News Corp. Facing New Investigation into Phone Hacking Scandal

Prime Minister David Cameron caves to pressure

LONDON—Rupert Murdoch’s News International, a subsidiary of his News Corp. empire, has lost a battle that it desperately wanted to win. It has failed to avoid a public inquiry into the phone hacking scandal.

At Prime Minister’s Questions on Wednesday, Prime Minister David Cameron, who had long resisted opposition pressure for an inquiry, caved in. Tuesday’s revelations about the News of the World hacking into the mobile phone of missing teenager Milly Dowler back in 2002 were too much. The resulting public inquiry, chaired by a judge, will have the power to summon witnesses and to take evidence from witnesses under oath. Apart from phone hacking, it will have the authority to examine the whole culture of criminality in tabloid newspapers, including the practice of bribing police officers to get information.

It doesn’t help that there were further revelations about the extent of the hacking Wednesday evening.  One was that the Chancellor of the Exchequer, George Osborne, has been told that he may have been a victim. The other was that relatives of military personnel killed in Iraq and Afghanistan may have had their phones hacked. MPH Solicitors, a firm that represents, among others, the widow of the first British soldiers to be killed in Afghanistan, has stated that it has been contacted by police as a result of information in the files of private investigator Glenn Mulcaire. News International was swift to express its horror at the possibility, citing its “impeccable” record as a friend of the armed services and of “our servicemen and servicewomen”. Nonetheless, the Royal British Legion, a charity that supports members of the armed services and their families, dropped the News of the World as its campaign partner.

An emergency debate on the matter in the House of Commons on Wednesday was a chance for members of Parliament to vent their fury over the affair, and it was littered with demands for the government to call a halt to approval of News Corp.’s proposed takeover of satellite broadcaster British Sky Broadcasting (BSkyB). Although the attorney general made it clear that neither he nor other ministers were in a position to interfere with the rule-bound legal process, it did emerge that the Ofcom commissioner, who regulates the broadcasting industry, does have the power to intervene at any time if he believes that News Corp. is not a fit and proper body to have outright ownership of a major broadcasting organization. And on Thursday the Financial Times reported that Culture Secretary Jeremy Hunt is expected to delay his decision on whether to allow the deal to proceed until September.
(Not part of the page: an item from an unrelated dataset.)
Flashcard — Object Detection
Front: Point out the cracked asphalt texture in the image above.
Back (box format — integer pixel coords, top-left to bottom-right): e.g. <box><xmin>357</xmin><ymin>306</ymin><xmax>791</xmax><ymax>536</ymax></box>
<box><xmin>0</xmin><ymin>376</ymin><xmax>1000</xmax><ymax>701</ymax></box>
Tom Watson, a member of Parliament from the Labour party who’s been a leading critic of News International over phone hacking, called for James Murdoch, who is on overall charge of his father’s UK media empire, to be “suspended from office while the police now investigate what I believe is his personal authorization to plan a cover-up of this scandal.” Watson went on to say that the police should investigate the attempted destruction of data at the HCL storage facility in Chenai, India where outmoded hard drives from News International offices have been archived.